Sunday, January 23, 2011

Prescription drug research is not new for Uncle Sam


Have you read the article in The New York Times about the “new” institute Obama and the federal government have created called the National Center for Advancing Translational Sciences? It’s going to have a $1 billion budget its first year of operation, and its reason for being is that private drug companies aren’t coming up with new prescription drugs fast enough, so the government wants this institute to do that.

This is a very complicated subject; one that I’m sure I won’t do justice to because the levels of it are almost unfathomable. However, there are a few things I know, a few things that made me go, “Huh?” when I read the story in the Times, and I will share those things with you.

First of all, it’s important to know that the National Institute of Health had a budget in 2010 of $31.2 billion. Almost all of that money – about 90 percent – is spent on basic science research in the form of grants to institutions of higher learning and its own labs in Bethesda. What is basic science? Basic science means finding the connection between A and B. It means identifying a single protein on a single gene. Why identify the protein? The hope is that with the protein identified, an enzyme produced by that protein will also be identified and then tied to some disease or another.

All of that research takes a long time (and millions and millions of dollars), and private companies generally don’t take part in it. What they do is they wait until something is discovered (by a federally funded institution) and then one way or another they get a hold of the research – through less than honorable means because the researcher didn’t patent his discovery in time, or they bring the researcher on board, enticing him away from academia. Either way, the private company makes use of the millions of dollars the federal government has invested.

My first point being, this announcement of this new center makes it sound as though Obama’s administration is just now getting involved in the research for and manufacturing of prescription drugs. That is soooooo not the case. The federal government has been funding drug research for more than 80 years.

My second point has to do with genetic patents. When the Human Genome Project revealed the sequencing of our DNA, there was a gold rush by many private companies to identify and then patent genes (there are 30,000 of them) as well as the proteins produced by the genes (there are about 300,000 of those). These patents were issued – by the FDA – without anyone knowing really what any of those genes and proteins did. It was simply, “I found it. I claim it. Because, by God, if there’s any money to be made off of it, I want my chunk.” Well, those patents last 20 years.

New drugs can’t be discovered before the basic science of the genes and proteins are understood. Who owns a bulk of the patents that have been issued? Private companies. Who does (or funds) the majority of the basic science behind new drugs? You do. I do. The federal government does. Are they talking to each other? They don’t like to.

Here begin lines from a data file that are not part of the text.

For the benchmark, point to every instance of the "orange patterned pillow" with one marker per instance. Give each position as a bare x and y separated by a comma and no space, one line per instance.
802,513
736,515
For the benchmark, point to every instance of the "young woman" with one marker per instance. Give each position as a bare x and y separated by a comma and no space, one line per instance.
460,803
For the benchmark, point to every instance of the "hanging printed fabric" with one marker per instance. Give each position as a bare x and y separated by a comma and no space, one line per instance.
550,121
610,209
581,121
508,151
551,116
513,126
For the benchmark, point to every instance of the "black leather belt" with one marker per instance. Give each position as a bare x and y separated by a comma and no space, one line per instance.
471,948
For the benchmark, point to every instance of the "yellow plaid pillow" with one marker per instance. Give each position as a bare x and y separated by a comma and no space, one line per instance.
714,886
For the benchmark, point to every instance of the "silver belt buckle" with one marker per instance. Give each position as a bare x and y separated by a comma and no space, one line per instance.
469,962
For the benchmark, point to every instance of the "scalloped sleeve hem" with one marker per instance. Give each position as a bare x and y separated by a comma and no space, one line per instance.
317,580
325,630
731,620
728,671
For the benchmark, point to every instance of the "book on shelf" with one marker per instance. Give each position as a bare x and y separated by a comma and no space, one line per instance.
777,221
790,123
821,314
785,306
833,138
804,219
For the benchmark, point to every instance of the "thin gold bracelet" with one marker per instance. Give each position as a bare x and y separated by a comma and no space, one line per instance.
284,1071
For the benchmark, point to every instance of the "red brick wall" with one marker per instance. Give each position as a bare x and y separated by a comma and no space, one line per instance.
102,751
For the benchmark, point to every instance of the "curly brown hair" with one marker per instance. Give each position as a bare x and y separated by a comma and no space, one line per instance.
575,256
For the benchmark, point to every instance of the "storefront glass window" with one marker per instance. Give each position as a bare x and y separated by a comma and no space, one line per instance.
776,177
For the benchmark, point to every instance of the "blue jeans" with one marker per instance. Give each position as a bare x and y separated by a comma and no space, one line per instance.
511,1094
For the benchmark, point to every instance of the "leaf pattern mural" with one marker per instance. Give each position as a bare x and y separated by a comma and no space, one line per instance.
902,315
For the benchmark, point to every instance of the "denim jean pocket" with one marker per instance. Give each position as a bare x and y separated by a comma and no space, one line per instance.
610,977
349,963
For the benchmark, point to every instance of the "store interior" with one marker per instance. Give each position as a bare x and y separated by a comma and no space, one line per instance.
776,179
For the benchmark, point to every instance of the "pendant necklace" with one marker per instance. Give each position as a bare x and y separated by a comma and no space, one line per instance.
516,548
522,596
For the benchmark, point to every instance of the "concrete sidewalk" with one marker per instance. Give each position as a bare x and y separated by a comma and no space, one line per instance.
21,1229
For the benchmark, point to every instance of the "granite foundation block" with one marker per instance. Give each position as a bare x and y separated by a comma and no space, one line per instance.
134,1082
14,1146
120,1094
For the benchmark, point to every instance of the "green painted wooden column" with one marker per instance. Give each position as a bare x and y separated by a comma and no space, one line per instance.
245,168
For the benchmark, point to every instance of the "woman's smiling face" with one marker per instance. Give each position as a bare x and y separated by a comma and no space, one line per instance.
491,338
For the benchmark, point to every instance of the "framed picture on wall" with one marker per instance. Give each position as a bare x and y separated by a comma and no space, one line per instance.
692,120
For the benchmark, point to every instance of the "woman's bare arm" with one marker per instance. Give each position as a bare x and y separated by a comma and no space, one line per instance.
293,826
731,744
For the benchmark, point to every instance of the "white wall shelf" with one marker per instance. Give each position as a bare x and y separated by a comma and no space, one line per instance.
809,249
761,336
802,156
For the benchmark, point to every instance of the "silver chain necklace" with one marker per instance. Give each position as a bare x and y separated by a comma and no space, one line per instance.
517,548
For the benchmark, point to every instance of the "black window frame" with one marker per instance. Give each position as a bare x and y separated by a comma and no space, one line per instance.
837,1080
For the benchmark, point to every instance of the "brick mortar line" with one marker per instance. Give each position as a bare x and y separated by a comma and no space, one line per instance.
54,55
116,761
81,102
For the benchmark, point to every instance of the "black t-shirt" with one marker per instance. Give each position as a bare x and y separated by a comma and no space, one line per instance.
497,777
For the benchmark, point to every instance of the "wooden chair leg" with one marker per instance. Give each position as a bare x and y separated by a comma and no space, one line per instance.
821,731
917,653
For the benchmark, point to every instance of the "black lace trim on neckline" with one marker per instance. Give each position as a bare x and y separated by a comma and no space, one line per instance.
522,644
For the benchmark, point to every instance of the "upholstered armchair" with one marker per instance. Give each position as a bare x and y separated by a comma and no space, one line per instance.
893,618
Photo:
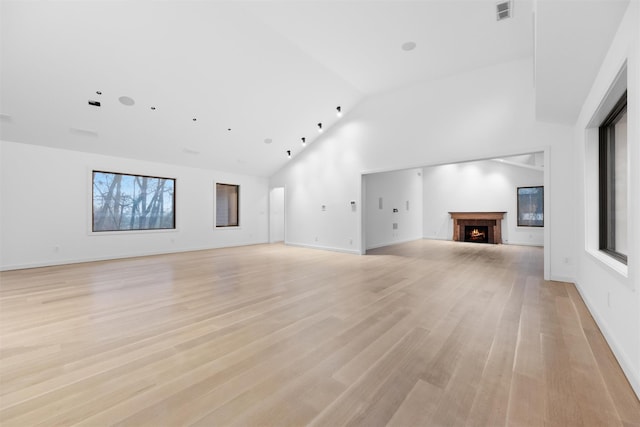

My last point, which I guess just sums up what I’ve been talking about, is that this new center (IMHO) isn’t needed. In order to get this center up and running by October, one of NIH’s existing institutions has to be eliminated. The government is aiming that arrow at the National Center for Research Resources. Over 1,000 people have commented on a complaint blog about this closure, and many (if not most) of them are doctors and researchers who have benefited from grants issued by the NCRR and who wish for their research to continue, even if the NCRR is dismantled. The NCRR’s annual budget for 2010 was $1.308 billion. The administration plans to transfer some of its functions to the new center. Does that mean some of its budget will go to the new center as well? Will we continue to fund the research being done by the NCRR to the tune of $1 billion-plus as well as the new $1 billion budget for the new center?

My biggest problem with the whole thing is that Obama’s administration is putting this new center out there as something that’s never been done before – the government’s finally getting into the search for new prescription drugs! – and that’s malarkey. I’m also confounded by what is actually going to take place at this new center. And I’m fearful that it’s just more money being taken from our pockets to fund things already being done, to pay people to do jobs other people are doing. More government, but nothing more to show for it.

I learned a lot about this from reading a book for my freelance job called The $800 Million Pill. If you’re interested in learning more about how private drug companies benefit from publically-funded research, about how it’s another bit of malarkey when the drug companies tell you they have to charge excessive amounts of money for their medicines to help fund further research, pick up that book. It’s very scientifically written, but it’s an eye-opener.